The SNR of icVEP under different contrast conditions in DON group was significantly lower than that in non-DON. Although no study has analysed the diagnostic power of icVEP in DON patients, our results suggest that icVEP may be an efficient test for predicting DON. Meanwhile, according to ROC curve analysis, SNR under 8% DOM had the largest AUC (0.861), which further suggests that icVEP may be able to detect optic neuropathy earlier than other tests due to its ability to independently monitor changes in the M-pathway.

Together, the significant differences of the three detections between two groups demonstrate that all three tests could be used to distinguish DON from non-DON. Although the AUC values of each parameter varied from high to low, there was no statistical significance among them, indicating that icVEP, pVEP, and SAP share the same discriminative ability for diagnosing DON.

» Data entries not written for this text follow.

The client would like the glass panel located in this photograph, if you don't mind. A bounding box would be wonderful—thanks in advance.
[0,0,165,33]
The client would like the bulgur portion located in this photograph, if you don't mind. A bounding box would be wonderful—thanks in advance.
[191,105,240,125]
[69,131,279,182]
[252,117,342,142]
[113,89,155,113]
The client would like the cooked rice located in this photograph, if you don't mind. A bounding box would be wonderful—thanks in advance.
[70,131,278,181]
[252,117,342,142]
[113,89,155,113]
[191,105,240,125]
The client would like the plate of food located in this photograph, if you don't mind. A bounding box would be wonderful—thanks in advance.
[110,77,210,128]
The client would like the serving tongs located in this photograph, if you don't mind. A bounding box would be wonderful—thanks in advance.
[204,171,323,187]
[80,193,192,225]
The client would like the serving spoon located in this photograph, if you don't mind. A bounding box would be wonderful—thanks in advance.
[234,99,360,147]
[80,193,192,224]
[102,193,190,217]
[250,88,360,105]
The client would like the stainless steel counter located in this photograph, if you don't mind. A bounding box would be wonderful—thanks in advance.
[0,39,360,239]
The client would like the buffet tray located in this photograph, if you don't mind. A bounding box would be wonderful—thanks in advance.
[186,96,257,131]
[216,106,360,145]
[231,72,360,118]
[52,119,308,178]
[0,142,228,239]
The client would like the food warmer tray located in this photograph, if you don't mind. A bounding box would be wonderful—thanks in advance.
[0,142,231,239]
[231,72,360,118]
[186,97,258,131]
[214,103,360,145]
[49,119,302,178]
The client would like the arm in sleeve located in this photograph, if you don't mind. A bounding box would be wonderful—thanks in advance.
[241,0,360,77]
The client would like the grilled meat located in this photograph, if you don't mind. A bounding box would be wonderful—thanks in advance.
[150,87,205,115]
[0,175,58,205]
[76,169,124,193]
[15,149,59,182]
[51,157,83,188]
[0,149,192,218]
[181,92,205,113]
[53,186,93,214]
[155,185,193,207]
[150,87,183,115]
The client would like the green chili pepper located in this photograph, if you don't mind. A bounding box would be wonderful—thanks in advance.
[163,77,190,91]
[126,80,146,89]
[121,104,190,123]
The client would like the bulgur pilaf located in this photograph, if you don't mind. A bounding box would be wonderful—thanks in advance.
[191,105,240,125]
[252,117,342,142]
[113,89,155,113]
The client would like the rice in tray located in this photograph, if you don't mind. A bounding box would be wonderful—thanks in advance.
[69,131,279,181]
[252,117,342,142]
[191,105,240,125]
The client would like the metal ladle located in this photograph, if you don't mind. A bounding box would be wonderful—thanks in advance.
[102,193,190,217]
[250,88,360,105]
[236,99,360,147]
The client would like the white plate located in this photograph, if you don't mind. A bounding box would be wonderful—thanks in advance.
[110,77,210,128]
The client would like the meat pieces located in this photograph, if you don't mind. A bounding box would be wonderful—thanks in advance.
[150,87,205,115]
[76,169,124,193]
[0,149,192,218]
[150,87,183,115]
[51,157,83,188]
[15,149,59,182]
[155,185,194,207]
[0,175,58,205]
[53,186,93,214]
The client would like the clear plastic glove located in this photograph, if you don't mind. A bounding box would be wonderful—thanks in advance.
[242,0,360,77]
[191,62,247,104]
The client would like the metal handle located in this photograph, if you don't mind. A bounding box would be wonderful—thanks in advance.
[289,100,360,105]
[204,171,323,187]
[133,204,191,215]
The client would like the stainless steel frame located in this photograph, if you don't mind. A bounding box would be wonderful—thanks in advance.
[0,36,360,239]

To overcome the deficiencies of the AUC, as well as to further assess and improve sensitivity and specificity [25], we applied NRI and IDI for analysis. According to our results, SNR of icVEP under 8% DOM outperformed both PSD of SAPs and P100 latent time of pVEPs, while PSD outperformed P100 latent time; however, all the comparisons above were without significant differences, illustrating that icVEP, pVEP, and SAP are equally good at predicting DON.

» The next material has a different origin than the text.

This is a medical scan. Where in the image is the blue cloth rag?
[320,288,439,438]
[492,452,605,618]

Clinical utility of icVEP, pVEP, and SAP

Although a test with better discrimination should theoretically function as a better guide to clinical management, statistical measures, such as ROC curve analyses, fall short when we want to evaluate whether the test has clinical utility and improves clinical decision making [26]. Given the same discrimination of the three tests in our study, we applied DCA to further test their clinical utility. We found that 8% DOM in icVEP had a higher NB for the range of reasonable thresholds; thus, it has relatively more clinical utility than the others, and patients might benefit better from undergoing icVEP under 8% DOM than the other two during diagnosis.

When healthcare workers apply a diagnostic test on patients, it is important to consider not only the accuracy and discrimination of the test but the patient’s compliance, cooperation, and financial means. With the whole process completed in less than 2 min and better clinical benefit for patients, icVEP may represent a significant ancillary diagnostic approach to DON detection.

Our study had several limitations. We included 49 eyes from 49 subjects, and a larger sample size needs to be explored for further analysis. However, patients with DON are relatively hard to find because TAO is currently under better control, and fewer patients are going to progress to a severe stage. To our knowledge, this is the largest sample of DON in the field of electrophysiology. In addition, there was a slight age imbalance between the two groups, as patients with non-DON were younger than patients with DON. However, studies have revealed that DON typically develops in an older population [7, 11, 27]; thus, a larger sample size may also compensate for this limitation.

Conclusion

Our study is the first to analyse and compare the diagnostic ability of icVEP, pVEP, and SAP on DON. We found that these three tests have equal diagnostic capabilities to discern between DON and non-DON. In addition, icVEP may represent a good ancillary diagnostic approach to DON detection with better clinical benefit.

Summary

  • We aim to determine the diagnostic ability of isolated-check visual evoked potential (icVEP), pattern visual evoked potential (pVEP), and standardautomated perimetry (SAP) between dysthyroid optic neuropathy (DON) and thyroid-associated ophthalmopathy (TAO) without DON (non-DON). According to our study, icVEP, pVEP, and SAP have equal diagnostic capabilities to discern between DON and non-DON. Additionally, icVEP mayrepresent a significant ancillary diagnostic approach to DON detection, with more clinical benefit.

Data sharing

The data collected for the study are available to the publication.